I see that the open sourced zillow/aws-custom-credentials-provider was developed by you.
I am curious about some details, as I am not able to find the answers myself.

In the credentials-provider, you implemented the refresh method.
How does this refresh method gets invoked by the underlying Hadoop services?
Is it safe to assume that having an implementation for the refresh mechanism is sufficient and the Hadoop service will invoke this method?
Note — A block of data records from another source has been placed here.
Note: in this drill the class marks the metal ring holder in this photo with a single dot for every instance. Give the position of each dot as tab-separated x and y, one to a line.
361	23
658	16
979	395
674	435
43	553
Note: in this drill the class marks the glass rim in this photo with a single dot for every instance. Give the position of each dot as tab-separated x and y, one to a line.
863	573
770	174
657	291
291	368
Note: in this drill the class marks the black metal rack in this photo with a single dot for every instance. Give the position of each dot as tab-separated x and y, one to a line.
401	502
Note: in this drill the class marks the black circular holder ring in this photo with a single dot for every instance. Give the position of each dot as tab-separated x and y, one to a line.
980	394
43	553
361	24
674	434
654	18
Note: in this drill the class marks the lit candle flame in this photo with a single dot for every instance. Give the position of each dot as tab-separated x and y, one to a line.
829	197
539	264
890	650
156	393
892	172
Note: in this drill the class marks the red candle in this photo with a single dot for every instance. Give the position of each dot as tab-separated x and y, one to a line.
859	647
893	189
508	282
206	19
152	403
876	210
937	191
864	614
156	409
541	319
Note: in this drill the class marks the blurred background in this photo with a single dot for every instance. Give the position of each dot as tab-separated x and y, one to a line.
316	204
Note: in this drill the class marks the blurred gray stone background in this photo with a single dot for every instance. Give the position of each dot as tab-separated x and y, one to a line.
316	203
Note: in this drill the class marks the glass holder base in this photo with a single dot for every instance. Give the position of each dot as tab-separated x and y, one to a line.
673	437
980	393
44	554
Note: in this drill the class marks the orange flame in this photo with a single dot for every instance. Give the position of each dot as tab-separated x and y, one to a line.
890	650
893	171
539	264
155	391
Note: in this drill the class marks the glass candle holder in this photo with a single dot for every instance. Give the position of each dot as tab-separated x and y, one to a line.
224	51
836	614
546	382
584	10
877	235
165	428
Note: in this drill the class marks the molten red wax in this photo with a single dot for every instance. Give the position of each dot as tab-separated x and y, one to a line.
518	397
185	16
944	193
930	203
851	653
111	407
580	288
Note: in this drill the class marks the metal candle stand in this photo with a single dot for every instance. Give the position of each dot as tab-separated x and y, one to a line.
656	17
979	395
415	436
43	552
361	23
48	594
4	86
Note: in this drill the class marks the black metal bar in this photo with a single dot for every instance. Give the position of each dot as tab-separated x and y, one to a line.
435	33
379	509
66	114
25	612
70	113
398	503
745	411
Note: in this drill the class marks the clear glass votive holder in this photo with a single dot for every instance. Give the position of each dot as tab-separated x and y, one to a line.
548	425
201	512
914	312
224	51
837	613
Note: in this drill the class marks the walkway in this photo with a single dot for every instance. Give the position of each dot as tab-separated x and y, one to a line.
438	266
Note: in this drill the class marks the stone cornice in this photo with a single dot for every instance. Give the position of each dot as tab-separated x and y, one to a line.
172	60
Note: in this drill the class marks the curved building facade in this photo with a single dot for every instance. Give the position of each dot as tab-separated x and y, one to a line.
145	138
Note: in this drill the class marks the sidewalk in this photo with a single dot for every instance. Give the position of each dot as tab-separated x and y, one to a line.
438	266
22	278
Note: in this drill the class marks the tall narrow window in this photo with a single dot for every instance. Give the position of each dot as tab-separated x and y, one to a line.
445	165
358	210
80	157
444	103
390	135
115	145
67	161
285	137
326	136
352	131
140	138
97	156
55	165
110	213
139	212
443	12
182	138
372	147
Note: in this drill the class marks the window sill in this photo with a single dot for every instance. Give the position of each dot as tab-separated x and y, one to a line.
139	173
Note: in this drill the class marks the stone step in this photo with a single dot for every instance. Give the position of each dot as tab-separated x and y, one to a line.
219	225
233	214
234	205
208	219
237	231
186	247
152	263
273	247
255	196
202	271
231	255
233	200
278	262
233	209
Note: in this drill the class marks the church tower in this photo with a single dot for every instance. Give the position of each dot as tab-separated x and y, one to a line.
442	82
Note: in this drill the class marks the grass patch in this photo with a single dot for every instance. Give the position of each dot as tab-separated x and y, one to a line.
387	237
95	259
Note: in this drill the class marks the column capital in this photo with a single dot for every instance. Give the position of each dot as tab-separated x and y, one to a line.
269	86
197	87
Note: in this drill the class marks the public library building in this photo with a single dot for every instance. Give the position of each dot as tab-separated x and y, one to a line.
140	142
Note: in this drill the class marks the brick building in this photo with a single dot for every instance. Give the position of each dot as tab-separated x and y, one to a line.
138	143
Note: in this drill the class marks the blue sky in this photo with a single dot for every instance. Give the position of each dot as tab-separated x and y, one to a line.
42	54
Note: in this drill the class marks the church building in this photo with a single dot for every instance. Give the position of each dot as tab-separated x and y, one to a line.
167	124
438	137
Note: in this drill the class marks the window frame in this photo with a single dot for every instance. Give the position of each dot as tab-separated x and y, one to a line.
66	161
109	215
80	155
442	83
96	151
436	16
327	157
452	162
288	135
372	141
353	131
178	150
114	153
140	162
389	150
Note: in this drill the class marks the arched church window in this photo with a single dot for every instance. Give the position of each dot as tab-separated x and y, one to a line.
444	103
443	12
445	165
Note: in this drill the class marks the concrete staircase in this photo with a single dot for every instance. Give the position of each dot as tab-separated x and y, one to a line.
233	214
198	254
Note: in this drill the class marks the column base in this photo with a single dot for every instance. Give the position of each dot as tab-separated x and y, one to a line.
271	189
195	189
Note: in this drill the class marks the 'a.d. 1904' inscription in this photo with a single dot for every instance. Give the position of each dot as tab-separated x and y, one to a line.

I found the following explanation with the Hadoop 3's AssumedRoleCredentialsProvider:

This AWS Credential provider will read in the fs.s3a.assumed.role options needed to connect to the 
Security Token Service Assumed Role API, first authenticating with the full credentials, then assuming the
specific role specified. It will then refresh this login at the configured rate of fs.s3a.assumed.role.session.duration

and the description in the configuration for timeout duration is:

<property>
  <name>fs.s3a.assumed.role.session.duration</name>
  <value>30m</value>
  <description>
    Duration of assumed roles before a refresh is attempted.
    Only used if AssumedRoleCredentialProvider is the AWS credential provider.
    Range: 15m to 1h
  </description>
</property>

I tried to scan through the Hadoop code base to figure out how this refresh is possible, but so far, fail to pinpoint the relevant code block.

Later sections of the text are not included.